NOTE: HelixTree also supports joining family-based spreadsheets with other spreadsheets. This may be useful if the genetic data for your family-based study comes from sources such as the Affymetrix GeneChipTM.
(At this time, HelixTree only supports import of the above family-based formats. In the future, we may support import of other variations on the pedigree format or of other family-based data formats.)
The format of a text pedigree should be as delineated in 4, with the following exceptions:
- The optional label column, whose position in the file you may specify in the import dialog, is mainly useful for indexing into other genetic data. This data could be, for instance, Affymetrix GeneChipTM data.
- The first (non-row-label) column should be the family number or ID.
- The second (non-row-label) column should be the patient number or ID.
- The third (non-row-label) column should be the father number or ID.
- The fourth (non-row-label) column should be the mother number or ID.
- The fifth (non-row-label) column should be the gender. Use 1 for male and 2 for female.
- The sixth (non-row-label) column should be the affection status. Use 2 for affected, 1 for unaffected and 0 for unknown.
- The remaining (non-row-label) columns should be markers.

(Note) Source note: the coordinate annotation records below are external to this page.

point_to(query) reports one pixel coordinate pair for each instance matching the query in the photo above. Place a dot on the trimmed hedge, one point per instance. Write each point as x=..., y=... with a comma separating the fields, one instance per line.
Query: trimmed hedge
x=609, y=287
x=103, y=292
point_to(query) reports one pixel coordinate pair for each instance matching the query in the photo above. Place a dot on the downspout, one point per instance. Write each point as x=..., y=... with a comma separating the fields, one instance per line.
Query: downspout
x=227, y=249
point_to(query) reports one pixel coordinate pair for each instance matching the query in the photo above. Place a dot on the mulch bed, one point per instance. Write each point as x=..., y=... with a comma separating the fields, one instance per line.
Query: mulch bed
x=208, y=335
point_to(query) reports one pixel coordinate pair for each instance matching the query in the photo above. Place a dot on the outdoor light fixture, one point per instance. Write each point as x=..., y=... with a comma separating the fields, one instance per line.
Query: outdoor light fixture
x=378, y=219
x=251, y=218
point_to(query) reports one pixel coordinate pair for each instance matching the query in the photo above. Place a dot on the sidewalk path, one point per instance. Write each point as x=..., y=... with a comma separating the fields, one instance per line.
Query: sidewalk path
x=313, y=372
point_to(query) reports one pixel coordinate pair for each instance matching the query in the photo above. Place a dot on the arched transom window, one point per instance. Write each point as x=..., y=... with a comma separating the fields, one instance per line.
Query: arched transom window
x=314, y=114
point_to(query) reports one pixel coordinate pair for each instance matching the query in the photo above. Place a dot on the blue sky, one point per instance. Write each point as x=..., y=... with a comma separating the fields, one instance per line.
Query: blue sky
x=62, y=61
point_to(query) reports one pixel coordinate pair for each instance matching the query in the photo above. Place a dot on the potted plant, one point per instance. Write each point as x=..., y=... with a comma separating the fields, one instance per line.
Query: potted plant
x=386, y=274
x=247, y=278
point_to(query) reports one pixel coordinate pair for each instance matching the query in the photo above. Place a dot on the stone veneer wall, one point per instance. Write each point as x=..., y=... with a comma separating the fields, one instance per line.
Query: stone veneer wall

Use the same format as delineated in 4.
The format of a text phenotype file should also be as delineated in 4, but with these exceptions:
- The first (non-row-label) column should be the family number or ID.
- The second (non-row-label) column should be the patient number or ID.
- The remaining (non-row-label) columns may be phenotype data.
4.5.2 Importing Family Data
From within a HelixTree project’s main screen open the PBAT menu. A sub-menu showing the file formats will appear. Select the desired file format. In the case of the FBAT/PBAT pedigree or phenotype format, a dialog box will appear to allow the file selection.
|
In the case of a text pedigree or family-based format, a dialog will appear. Select the text file, how it is delimited, and what column, if any, holds row labels.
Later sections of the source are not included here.